BCDevOps / developer-experience

This repository is used to track all work for the BCGov Platform Services Team (This includes work for: 1. Platform Experience, 2. Developer Experience 3. Platform Operations/OCP 3)
Apache License 2.0
8 stars 17 forks source link

SDN - Investigate vSphereOpenshiftClusterHealthFail errors from AlertManager in KLAB2 #4289

Open wmhutchison opened 12 months ago

wmhutchison commented 12 months ago

Describe the issue Due to expired AlertManager alerts going away far too fast, it's not certain if this is a known issue whose silence expired during Openshift upgrades to 4.12, or if this is a net-new issue. Not a high priority since this alert is for integration required if we were to make use of ESXi storageclass (we do not as we use NetApp). Still, would be good to dig into this as time permits and resolve.

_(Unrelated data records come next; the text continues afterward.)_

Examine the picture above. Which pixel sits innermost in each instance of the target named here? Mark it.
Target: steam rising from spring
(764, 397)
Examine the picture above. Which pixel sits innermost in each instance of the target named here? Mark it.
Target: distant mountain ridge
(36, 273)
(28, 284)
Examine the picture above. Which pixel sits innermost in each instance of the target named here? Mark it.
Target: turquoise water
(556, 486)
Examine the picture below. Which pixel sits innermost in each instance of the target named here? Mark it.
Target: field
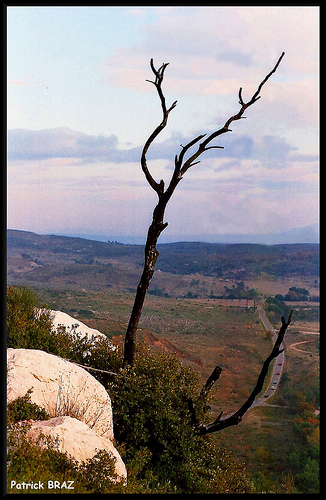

Additional context Add any other context, attachments or screenshots

How does this benefit the users of our platform?

Definition of done

wmhutchison commented 11 months ago

Link to OCP 4.12 requirements for vSphere account permissions. https://docs.openshift.com/container-platform/4.12/installing/installing_vsphere/installing-vsphere.html#installation-vsphere-installer-infra-requirements_installing-vsphere

wmhutchison commented 3 months ago

Updated link for OCP 4.14: https://docs.openshift.com/container-platform/4.14/installing/installing_vsphere/upi/upi-vsphere-installation-reqs.html#installation-vsphere-installer-infra-requirements_upi-vsphere-installation-reqs

StevenBarre commented 1 week ago

4.14 requires additional permissions for the service account that the vsphere operator uses to talk to vcenter. Added those extra things and its has stopped complaining.

Also ran the fix in https://access.redhat.com/solutions/7057384

oc patch clustercsidriver --subresource=status csi.vsphere.vmware.com  --type='merge' -p '{"status": {"conditions": [ {"type": "VMwareVSphereControllerDummyProgressing", "status": "False", "reason": "Forced"}]}}'
StevenBarre commented 1 week ago

https://github.dxc.com/AdvSol/mcs-ansible-tower/pull/27 adds the vCenter CA certs to the util servers so we can run openshift-install interactively and generate the install-config.yaml with updated values.

StevenBarre commented 4 days ago

Waiting on RITM0192009

StevenBarre commented 2 days ago

Firewall change scheduled for Monday night